Patient Confused From Medication: Hospital Personnel Must Watch For Falls, Be Careful In Transport

Legal Eagle Eye Newsletter for the Nursing Profession  

January 1998  

   The patient’s confusion, heighten by the medication he had been given, created a legal duty for the hospital’s professional and non-professional staff to use reasonable care for the patient’s safety, in order to ensure that he did not fall or hurt himself in his confused state.

  The elderly patient had fallen at home and was admitted to the hospital in a confused mental state.

   His physician ordered and the patient was given Demerol, which would tend to alter the patient’s mental abilities even further.

      The patient had no fractures when he came in. He broke a vertebra in his neck, while in the exclusive custody and control of the hospital, either by falling while he was not being watched by hospital employees or by being mishandled by hospital employees in transport.

   Either way, there is an inference of negligence from which a jury could find the hospital was negligent in this patient’s care. COURT OF APPEALS OF GEORGIA, 1997. 

   The patient, already suffering from some degree of mental confusion, received Demerol in the hospital, which would tend to make a confused patient more confused. In the opinion of the Court of Appeals of Georgia, this placed a legal duty on the hospital staff to watch the patient diligently to see that he did not fall and to be very careful when handling and transporting him.

   The patient had fallen at home. On arrival at the hospital a series of x-rays were negative. He actually was taken to x-ray twice, once early in the morning directly from the emergency room, and a second time that afternoon, because the radiologist thought the first set of x-rays were suboptimal. A few days later he was in obvious pain and stated he had been dropped by two men in the x-ray department. A CT scan at this time revealed a cervical fracture. All personnel on duty in the x-ray department signed affidavits denying the patient had been dropped.

   The trial court let the hospital out of the case, but the Court of Appeals reversed and ordered the hospital to stand trial.

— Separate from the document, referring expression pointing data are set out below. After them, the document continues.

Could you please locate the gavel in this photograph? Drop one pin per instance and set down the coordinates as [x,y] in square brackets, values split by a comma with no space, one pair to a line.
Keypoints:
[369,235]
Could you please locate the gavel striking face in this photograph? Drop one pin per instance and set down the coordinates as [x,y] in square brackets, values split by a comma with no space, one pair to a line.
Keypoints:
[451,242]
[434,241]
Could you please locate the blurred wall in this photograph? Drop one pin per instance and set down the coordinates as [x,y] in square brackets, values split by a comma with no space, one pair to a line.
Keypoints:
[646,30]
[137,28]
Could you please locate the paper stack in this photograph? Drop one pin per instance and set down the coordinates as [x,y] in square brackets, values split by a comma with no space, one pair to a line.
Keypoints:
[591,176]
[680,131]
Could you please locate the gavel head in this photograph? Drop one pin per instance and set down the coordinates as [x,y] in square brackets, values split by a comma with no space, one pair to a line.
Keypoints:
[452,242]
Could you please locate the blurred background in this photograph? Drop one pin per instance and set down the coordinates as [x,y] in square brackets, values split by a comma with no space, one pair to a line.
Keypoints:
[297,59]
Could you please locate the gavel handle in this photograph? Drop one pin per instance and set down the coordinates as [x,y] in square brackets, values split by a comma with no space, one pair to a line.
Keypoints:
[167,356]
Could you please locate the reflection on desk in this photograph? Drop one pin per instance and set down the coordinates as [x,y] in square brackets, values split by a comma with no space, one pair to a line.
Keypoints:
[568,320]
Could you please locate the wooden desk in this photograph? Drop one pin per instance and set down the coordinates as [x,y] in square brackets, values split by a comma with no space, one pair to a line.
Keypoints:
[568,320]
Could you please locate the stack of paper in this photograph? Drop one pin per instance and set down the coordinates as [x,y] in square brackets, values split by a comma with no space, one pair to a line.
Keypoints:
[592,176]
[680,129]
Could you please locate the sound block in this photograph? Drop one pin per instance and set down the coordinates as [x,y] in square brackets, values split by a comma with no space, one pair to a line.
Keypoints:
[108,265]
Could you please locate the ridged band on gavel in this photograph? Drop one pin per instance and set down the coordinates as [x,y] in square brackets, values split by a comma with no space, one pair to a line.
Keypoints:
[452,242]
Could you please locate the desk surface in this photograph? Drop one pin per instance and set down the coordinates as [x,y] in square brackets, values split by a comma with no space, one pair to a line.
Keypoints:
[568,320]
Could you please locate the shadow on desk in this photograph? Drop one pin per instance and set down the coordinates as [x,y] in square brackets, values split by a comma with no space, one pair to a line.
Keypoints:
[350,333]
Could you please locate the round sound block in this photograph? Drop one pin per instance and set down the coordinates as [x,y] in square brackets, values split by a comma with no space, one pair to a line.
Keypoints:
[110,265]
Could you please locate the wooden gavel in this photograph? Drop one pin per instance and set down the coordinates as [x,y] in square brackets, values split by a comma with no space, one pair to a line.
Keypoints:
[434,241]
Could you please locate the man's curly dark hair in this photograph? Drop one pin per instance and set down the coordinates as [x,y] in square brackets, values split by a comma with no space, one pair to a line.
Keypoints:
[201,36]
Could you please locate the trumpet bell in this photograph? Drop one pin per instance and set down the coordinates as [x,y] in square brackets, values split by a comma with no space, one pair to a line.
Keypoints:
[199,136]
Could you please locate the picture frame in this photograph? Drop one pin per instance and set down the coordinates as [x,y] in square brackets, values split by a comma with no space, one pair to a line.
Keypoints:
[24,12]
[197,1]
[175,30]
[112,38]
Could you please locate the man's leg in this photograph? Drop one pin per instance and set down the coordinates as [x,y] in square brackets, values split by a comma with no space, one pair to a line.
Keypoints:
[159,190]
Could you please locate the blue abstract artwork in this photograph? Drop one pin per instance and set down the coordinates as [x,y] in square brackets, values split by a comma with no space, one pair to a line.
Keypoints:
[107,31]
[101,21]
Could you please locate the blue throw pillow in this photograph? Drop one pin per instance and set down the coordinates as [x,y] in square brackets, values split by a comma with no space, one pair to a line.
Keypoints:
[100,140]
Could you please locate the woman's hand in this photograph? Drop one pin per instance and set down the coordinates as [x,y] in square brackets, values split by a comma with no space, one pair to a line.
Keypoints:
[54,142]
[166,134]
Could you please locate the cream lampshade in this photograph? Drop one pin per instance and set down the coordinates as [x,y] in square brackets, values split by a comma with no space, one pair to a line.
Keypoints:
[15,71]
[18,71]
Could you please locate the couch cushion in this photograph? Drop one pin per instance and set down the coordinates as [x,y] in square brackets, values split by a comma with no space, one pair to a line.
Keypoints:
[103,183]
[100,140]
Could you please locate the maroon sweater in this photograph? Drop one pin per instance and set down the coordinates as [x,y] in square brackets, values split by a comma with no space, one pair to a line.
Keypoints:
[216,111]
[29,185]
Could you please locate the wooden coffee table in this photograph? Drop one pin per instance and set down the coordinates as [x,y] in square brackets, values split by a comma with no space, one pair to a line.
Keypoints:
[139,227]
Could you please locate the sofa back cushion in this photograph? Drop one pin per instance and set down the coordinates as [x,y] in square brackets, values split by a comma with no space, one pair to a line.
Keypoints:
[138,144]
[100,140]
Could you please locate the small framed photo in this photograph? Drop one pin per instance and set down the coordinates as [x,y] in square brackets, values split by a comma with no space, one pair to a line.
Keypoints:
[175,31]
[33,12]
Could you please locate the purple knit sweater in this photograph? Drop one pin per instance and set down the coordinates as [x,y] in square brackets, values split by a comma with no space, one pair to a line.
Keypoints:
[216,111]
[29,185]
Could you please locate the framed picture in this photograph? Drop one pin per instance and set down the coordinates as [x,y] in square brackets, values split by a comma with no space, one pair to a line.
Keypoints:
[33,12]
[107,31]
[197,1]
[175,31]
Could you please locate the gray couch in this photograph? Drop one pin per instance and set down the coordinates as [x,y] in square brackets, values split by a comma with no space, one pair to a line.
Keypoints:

   Carrying out the hospital’s legal duty to this patient was not solely the province of the hospital’s professional staff. Even non-licensed personnel responsible for handling and transporting patients should have appreciated the special needs of a patient who suffered from confusion and who was receiving medication tending to diminish the mental status of an already confused patient, the court believed.

   As an aside, the court pointed out that in a civil negligence case it is appropriate to admit into evidence the patient’s treatment records and discharge summary as the hospital’s business records. Lane vs. Hospital, 492 S.E. 2d 317 (Ga. App., 1997).